# divorce? or keep trying?



## stillunsure (Dec 27, 2008)

hi i have posted here before. for those people that may have not read my post..... 

quick review:
1st issue.....my husband was chatting and calling other women talking in a flirtatious and vulgar manner for the 1st two years of our marrige without me knowing. its very likely that he has been physical with one or more of them (judgeing by the language) i found this out by reading his email he left open last summer. when i confronted him about this, he told me that he was only joking, and that the women were just friends. he told me that he would stop talking to them. we went to conuseling. but he continued to talk to them. finally i told him that we might end in divorce. he then stopped talking to them but it didnt take him long to get a whole slue of different women to talk to. as far as i know he stills very flirtaious with women.

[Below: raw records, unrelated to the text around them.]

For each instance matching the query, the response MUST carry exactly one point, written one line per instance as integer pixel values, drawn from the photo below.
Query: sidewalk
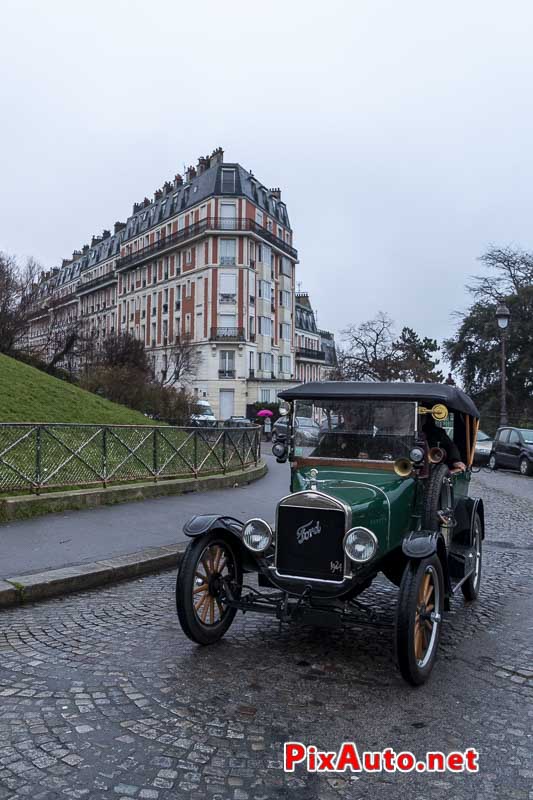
(146, 532)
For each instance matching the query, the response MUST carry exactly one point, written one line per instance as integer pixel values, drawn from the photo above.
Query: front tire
(419, 618)
(208, 562)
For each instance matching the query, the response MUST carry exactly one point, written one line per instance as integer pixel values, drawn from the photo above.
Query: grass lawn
(72, 455)
(29, 395)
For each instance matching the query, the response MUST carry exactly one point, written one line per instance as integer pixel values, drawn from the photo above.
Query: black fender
(421, 544)
(478, 508)
(202, 524)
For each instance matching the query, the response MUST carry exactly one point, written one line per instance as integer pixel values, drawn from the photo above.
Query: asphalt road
(77, 537)
(102, 696)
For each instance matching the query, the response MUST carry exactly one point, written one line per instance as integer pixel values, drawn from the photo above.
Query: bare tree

2nd issue........we have been having financial problems due to him not paying bills on time.he also kept this a secret. he even quit two jobs because he didnt feel that they were paying him enough. he went out of the country to work for 3 months(hes not american) but ended up ,making much less than he got paid here. (very little work) .... so we got behind on the bills.

now to the present......weve talked about both issues and he says he going to get better. he says he loves me and he wants our marriage to work out.right now hes out of the country again working. he sends me just enough to cover utilities. i know that this is better than nothing. and i am grateful , but hes told me that hes made close to 4 grand. when i asked him about the money he has , he said that hes taking care of business( hes mentioned trying to start his own business before) and saving the rest for "us". im not sure exactly what he means by that. but "us" needs it now..... and in the meantime im paying the morgage, carnote, insurance, phone, student loans.. etc etc... ive always paid these bills by myself. but i thought with him making more money then he would do more. thats what i get for thinking. but anyway im at the point where im wondering if i will be better off alone. why should i wait for him to come back and do the same things hes always done. (the women the inconsistant working) is it really worth it? should i give him another chance or should i let this relationship go before it gets worse. any advice? weve talked until blue in the face. he lied all through counseling. im not sure what else to do...


----------



## mshane (May 9, 2009)

Hey there your situation sounds a little like mine.I'm not a pro on solving marriage problems but if he is being dishonest and making you pay all the bills he is only thinking about himself.It sounds like you haven't been married long and if he has been talking to other women he doesn't know what love is and should have never married you.


----------



## 827Aug (Apr 27, 2008)

My marriage of 23 years has ended and I have learned much on this journey. I have learned a big lesson that I'm happy to share with others. For the most part, a great marriage is based on honesty. If you don't have honesty, then there is no strong foundation for the marriage. The lying is a serious character flaw which is very unlikely to go away. So if you don't enjoy the lying, you probably need to move on.


----------